Medium-sized food companies, traditionally slow to adopt high-cost robotic automation, are showing a greater willingness to invest in this technology, say suppliers.
Schubert UK now has 200 machines installed around the country, and has seen year-on-year doubling of its turnover since it was first established in 2002, says md Alan Law.
Much of that investment has come from the largest brand-owners. Law explains that the slowest line speeds catered for by its robots are around 200 items a minute, and speeds now go up to 1,440 a minute in snack foods and even 1,600 a minute in bagged products.
"Nonetheless, medium-sized companies are starting to invest in robotics, and we've tried to make our systems more competitive," says Law. "We've pretty much held our prices since 2002." At the same time, increased functionality has made it easier for manufacturers to justify expenditure, says Schubert.
David Bradford, md of supplier RTS Flexible Systems, says that the cost of a five-axis robot has dropped by nearly a quarter in recent years. But the robot component is only likely to account for 25% of the total system cost, he points out, and labour costs have risen as quickly as robot costs have fallen. "Consequently, complete systems are around 25% more expensive than they might have been 10 years ago."
But he adds: "Increased speed and flexibility make it an easier expense to justify." The integration of vision systems, in particular, means that robots can have vital quality control functions."
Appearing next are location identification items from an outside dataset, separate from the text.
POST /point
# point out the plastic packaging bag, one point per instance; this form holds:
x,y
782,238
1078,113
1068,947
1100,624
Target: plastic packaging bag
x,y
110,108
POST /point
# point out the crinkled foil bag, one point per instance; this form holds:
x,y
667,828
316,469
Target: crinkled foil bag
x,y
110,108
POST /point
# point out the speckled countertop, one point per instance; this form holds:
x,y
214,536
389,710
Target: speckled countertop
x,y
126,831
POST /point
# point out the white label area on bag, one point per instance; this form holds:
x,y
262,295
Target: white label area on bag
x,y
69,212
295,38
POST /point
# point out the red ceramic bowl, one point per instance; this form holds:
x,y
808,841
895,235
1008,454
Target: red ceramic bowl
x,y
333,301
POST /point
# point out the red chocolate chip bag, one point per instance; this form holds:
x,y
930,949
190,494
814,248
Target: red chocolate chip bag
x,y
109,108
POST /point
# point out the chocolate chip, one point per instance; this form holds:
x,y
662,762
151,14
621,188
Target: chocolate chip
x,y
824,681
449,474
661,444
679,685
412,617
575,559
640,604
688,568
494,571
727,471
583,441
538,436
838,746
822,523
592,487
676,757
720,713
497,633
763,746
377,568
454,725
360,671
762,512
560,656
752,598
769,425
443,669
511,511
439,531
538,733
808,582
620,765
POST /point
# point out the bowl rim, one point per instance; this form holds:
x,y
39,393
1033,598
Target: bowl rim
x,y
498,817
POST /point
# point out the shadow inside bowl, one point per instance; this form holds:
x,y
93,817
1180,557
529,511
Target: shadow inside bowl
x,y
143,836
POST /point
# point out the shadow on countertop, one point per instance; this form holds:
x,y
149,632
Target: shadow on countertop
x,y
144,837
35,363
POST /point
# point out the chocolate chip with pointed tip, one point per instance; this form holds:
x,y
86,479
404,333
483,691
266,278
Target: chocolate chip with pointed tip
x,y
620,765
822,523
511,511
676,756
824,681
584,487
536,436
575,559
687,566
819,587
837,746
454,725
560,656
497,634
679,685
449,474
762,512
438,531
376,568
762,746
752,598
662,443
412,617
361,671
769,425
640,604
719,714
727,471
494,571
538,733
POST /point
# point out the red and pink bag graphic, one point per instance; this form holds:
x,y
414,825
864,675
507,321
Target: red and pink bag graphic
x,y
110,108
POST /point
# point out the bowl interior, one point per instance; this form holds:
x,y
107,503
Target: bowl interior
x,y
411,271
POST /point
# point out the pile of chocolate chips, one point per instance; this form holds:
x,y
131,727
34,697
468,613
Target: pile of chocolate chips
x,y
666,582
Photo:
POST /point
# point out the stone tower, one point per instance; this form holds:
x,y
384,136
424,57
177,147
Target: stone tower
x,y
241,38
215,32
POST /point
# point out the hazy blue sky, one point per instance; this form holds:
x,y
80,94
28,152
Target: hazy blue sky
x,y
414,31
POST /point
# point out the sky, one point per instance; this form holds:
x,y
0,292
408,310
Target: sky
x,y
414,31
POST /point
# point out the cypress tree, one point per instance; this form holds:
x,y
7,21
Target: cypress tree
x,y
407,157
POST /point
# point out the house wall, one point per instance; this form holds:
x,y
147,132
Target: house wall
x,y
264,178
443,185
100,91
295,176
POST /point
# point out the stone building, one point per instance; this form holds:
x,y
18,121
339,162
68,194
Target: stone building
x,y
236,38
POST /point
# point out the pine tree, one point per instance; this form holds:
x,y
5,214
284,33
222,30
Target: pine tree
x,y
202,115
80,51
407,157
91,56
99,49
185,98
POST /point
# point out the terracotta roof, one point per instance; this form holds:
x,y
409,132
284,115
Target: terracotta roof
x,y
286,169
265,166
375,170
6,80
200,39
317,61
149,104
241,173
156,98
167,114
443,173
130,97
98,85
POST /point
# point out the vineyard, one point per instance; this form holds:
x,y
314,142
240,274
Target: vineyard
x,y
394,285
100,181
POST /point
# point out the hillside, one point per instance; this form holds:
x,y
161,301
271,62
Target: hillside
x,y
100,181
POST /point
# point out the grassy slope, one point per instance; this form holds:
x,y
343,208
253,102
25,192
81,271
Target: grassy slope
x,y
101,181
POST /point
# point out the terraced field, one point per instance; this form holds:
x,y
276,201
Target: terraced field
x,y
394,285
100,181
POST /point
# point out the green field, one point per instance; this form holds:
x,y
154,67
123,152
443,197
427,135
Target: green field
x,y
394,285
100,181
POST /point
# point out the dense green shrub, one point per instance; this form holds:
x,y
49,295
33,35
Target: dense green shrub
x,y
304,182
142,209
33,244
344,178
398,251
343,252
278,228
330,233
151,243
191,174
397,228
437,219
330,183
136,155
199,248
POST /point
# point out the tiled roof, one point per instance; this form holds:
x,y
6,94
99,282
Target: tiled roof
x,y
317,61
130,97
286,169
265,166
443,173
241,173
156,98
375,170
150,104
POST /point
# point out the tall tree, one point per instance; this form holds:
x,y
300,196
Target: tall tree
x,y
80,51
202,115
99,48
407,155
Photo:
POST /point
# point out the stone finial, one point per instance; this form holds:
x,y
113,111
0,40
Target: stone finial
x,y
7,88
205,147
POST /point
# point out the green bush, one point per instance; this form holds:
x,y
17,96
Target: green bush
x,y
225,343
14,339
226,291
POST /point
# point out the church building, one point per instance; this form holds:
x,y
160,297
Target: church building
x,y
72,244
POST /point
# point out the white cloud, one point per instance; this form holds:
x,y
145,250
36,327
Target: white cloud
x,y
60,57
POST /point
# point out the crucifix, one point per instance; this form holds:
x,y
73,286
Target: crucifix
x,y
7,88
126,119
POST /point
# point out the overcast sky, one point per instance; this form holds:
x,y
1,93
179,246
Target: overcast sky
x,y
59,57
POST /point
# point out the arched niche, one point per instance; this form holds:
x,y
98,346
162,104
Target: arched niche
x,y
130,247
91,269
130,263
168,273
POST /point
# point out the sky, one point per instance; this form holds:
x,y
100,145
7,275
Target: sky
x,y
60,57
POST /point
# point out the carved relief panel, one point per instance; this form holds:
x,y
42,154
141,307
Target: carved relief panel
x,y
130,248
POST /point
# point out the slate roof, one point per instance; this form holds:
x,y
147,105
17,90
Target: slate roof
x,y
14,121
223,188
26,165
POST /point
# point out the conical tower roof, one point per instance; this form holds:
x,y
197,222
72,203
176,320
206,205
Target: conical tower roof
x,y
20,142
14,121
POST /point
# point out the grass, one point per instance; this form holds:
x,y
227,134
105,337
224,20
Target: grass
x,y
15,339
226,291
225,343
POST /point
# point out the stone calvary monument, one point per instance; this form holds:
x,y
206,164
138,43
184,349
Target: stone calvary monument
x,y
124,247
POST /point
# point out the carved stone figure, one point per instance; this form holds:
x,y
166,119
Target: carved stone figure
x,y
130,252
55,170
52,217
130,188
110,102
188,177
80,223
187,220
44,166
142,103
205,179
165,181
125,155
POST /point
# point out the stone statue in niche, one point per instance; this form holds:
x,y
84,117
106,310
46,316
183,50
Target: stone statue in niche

RTS points to research carried out by the British Automation and Robotics Association (BARA) last year. This put the number of robots in the UK food and drink industries at just 340 by 2005, compared with over 10 times that number in Germany. Schubert says this is a substantial underestimate, not least because its own installations were not included. RTS claims it still gives an accurate comparative picture.
Recent Schubert installations have been at Burton's Foods, Fox's Biscuits, Cuisine de France, Dublin, Walkers and own-label tea packer Finlays.